No one should think they're too old to start carving, Rusch said.

"It's been a wonderful hobby for me," he said.

He had always been interested in wood and "when I retired, I thought I'd do small furniture," he said, but he didn't have the large equipment or the room for it.

"A friend, Doug Richards, suggested wood carving," Rusch said. "I tried it and got hooked on it. It's provided me with many hours in an interesting hobby."

"Just the feel of the wood, the results" is what he likes best, he said. "Start with a block of wood and see the progression as the figure comes out of the wood."

Rusch's first project was a "little gnome" he made out of basswood, "a preferred wood," he said. He also uses a lot of butternut and some pine and applewood.

He uses small branches to hand-carve his characters.

"There's a figure in every one," Rusch said. "Kind of like peeling a banana."

Expanding their repertoire is important to the Royal Chiselers, he said.

"Each meeting, it's up to a member to bring a class," Rusch said.
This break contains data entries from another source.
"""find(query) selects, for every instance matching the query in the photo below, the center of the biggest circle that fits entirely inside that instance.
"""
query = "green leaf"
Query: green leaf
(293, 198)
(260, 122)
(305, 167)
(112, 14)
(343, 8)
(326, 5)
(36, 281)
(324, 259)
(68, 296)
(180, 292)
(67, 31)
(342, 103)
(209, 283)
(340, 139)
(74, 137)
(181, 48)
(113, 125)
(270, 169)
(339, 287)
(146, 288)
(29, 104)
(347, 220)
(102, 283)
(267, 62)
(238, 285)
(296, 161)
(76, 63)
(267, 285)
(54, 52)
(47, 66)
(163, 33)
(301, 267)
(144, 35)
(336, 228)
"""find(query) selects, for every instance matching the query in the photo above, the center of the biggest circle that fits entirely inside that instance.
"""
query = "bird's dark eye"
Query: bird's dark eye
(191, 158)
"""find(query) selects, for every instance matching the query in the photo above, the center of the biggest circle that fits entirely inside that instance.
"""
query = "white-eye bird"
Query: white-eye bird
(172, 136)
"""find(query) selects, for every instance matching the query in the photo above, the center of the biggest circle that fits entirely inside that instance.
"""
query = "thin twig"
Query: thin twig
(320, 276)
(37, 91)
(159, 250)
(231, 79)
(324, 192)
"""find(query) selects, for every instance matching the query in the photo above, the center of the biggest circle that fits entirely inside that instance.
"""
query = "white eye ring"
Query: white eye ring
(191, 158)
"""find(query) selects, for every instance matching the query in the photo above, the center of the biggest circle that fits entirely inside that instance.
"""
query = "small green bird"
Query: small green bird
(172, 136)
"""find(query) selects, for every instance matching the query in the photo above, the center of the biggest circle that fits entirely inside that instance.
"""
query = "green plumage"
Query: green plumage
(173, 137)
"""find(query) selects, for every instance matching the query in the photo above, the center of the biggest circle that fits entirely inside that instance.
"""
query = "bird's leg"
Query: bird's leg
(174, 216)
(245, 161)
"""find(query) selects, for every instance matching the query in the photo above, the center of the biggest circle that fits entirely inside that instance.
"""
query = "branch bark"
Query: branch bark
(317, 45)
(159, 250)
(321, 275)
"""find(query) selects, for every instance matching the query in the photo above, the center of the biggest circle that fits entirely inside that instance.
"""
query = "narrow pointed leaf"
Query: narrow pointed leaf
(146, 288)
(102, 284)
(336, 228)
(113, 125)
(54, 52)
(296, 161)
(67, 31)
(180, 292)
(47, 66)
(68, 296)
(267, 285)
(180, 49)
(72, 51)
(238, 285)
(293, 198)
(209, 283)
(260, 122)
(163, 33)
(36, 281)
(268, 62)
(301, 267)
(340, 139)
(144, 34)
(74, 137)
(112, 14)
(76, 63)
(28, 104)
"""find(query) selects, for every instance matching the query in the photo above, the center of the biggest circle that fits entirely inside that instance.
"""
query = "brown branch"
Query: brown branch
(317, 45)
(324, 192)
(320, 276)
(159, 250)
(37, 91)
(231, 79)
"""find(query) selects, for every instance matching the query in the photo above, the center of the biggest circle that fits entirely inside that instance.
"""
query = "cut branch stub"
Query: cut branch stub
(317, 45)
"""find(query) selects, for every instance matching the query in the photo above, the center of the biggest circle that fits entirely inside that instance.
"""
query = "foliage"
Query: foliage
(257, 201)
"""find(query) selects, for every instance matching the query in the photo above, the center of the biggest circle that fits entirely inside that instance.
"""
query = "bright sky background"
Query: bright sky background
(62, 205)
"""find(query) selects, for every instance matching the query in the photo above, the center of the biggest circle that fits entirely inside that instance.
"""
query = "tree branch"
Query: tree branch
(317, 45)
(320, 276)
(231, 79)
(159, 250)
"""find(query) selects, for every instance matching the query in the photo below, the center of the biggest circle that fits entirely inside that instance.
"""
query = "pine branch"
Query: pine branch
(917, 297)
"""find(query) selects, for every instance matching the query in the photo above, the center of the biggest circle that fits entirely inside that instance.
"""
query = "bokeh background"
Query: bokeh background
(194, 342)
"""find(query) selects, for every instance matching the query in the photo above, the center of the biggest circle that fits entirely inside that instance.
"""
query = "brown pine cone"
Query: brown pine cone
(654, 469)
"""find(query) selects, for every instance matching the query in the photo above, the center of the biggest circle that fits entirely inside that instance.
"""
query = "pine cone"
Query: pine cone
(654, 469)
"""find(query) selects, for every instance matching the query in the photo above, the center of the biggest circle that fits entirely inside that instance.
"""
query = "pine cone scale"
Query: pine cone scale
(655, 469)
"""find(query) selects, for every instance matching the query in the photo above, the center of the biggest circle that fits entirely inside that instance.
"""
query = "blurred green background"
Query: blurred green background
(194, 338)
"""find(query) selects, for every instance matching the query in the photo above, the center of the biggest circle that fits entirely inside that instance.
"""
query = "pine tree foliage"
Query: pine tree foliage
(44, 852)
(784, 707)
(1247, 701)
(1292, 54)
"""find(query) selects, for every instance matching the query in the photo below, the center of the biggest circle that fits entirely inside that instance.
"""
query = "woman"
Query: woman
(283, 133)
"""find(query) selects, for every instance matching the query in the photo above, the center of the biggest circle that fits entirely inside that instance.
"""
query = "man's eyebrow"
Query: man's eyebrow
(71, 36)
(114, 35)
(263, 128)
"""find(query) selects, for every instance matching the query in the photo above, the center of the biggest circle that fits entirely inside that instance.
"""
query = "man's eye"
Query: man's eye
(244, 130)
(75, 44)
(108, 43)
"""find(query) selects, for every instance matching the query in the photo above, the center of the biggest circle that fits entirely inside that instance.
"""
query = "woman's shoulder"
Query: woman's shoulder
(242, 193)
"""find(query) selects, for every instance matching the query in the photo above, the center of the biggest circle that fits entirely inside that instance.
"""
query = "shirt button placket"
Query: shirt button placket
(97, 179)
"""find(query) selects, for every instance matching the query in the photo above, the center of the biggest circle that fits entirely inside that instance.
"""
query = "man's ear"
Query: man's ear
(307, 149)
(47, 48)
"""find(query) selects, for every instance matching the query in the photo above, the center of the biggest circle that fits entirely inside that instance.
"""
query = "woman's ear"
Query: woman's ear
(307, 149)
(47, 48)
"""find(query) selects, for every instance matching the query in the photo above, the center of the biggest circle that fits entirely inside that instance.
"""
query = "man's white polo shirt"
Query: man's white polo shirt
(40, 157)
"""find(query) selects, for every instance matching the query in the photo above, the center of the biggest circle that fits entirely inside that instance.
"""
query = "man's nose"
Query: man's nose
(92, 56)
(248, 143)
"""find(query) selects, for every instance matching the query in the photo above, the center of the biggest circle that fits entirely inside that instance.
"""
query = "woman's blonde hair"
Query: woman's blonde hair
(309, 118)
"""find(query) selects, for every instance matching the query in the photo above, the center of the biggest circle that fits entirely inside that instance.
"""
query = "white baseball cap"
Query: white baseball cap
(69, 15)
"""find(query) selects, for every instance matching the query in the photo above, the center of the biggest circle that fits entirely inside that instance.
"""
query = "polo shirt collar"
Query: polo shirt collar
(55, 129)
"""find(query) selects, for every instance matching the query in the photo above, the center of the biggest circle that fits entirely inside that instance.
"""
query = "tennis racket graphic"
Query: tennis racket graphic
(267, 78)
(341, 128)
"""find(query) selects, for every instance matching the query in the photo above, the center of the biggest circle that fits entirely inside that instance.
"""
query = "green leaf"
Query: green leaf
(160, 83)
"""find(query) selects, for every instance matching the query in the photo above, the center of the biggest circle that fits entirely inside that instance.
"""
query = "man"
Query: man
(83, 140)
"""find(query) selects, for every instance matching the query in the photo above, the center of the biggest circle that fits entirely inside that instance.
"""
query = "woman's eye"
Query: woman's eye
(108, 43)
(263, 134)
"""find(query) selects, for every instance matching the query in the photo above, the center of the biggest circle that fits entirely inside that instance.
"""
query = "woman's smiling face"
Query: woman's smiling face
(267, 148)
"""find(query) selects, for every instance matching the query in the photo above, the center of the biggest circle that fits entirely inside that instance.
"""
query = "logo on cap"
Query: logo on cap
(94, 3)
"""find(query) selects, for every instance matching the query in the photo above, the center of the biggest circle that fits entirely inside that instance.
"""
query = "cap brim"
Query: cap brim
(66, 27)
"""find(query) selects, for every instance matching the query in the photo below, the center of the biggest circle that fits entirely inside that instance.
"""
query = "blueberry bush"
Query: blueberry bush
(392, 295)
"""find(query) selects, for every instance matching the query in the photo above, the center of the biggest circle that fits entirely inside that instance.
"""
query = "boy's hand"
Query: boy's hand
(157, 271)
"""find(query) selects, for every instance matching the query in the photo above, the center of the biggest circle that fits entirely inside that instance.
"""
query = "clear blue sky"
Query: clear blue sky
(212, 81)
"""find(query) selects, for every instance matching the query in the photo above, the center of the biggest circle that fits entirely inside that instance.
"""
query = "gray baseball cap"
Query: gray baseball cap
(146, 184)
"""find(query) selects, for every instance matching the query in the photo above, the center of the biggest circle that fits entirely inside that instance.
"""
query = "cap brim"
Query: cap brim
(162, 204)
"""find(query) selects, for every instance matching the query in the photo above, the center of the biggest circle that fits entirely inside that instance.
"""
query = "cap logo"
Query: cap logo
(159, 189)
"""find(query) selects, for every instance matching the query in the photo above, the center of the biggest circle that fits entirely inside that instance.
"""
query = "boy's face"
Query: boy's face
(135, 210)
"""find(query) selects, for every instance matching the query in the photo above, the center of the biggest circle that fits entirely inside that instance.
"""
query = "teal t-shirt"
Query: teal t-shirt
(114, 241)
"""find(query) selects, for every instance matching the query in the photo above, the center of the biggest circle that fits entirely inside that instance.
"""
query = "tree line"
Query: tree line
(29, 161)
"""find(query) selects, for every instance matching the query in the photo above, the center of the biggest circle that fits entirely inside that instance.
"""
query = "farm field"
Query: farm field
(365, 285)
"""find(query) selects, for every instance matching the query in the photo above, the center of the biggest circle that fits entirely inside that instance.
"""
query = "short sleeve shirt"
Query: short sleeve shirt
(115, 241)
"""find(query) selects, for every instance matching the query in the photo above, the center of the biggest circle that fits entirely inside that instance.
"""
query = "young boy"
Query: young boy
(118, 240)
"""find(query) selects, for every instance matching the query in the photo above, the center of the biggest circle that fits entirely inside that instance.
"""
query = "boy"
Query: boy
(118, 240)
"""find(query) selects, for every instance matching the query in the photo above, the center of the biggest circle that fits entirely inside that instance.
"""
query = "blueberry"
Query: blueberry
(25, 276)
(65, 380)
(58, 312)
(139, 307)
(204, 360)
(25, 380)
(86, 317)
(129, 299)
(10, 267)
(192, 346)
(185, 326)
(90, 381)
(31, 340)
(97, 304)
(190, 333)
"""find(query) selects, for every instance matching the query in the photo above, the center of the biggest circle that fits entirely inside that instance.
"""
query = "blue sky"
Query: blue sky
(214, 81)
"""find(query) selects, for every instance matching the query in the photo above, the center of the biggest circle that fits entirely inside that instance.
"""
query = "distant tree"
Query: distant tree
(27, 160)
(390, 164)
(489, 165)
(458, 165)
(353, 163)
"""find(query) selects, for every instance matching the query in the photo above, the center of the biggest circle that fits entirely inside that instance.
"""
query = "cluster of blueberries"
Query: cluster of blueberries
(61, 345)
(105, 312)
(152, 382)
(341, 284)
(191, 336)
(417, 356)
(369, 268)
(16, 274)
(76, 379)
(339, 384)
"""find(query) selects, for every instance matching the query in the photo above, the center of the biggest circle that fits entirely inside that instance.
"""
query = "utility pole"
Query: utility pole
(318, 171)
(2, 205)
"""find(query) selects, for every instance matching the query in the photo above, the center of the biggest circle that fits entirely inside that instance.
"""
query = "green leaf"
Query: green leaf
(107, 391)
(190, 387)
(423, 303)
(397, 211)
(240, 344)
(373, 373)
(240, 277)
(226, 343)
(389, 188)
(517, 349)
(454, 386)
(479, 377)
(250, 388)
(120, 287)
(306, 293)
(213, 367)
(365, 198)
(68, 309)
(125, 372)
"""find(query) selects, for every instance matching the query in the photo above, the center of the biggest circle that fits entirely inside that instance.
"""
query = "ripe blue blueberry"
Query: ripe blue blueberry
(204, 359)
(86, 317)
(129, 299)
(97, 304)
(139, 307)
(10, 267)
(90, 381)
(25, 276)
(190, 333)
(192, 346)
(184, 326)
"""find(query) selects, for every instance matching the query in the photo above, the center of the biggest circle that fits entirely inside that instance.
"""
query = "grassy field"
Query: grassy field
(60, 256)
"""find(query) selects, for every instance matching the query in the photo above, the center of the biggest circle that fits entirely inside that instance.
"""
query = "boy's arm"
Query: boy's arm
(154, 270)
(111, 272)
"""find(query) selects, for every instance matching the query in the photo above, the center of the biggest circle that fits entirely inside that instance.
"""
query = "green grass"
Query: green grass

The class could involve a new technique or how to use a new tool.

He learned relief carving while wintering in Arizona and "it's become a preferred style of carving," Rusch said. "It's like drawing in wood."

Rusch literally draws a picture on a block of wood, then uses his numerous hand tools to "remove the wood you don't need," he said.

That's how he carved a picture of a bear, which his granddaughter painted, and he's working on a companion piece of an elk.

Rusch keeps a supply of rounded "palm crosses," which he says people like to roll around in their fingers, He's also working on some seasonal items, such as Santas, snowmen and evergreen trees.

"There will be a nice variety of carving" at the show, Rusch said. "A lot of animals, caricatures, decoys, fish, birds and Santa Clauses."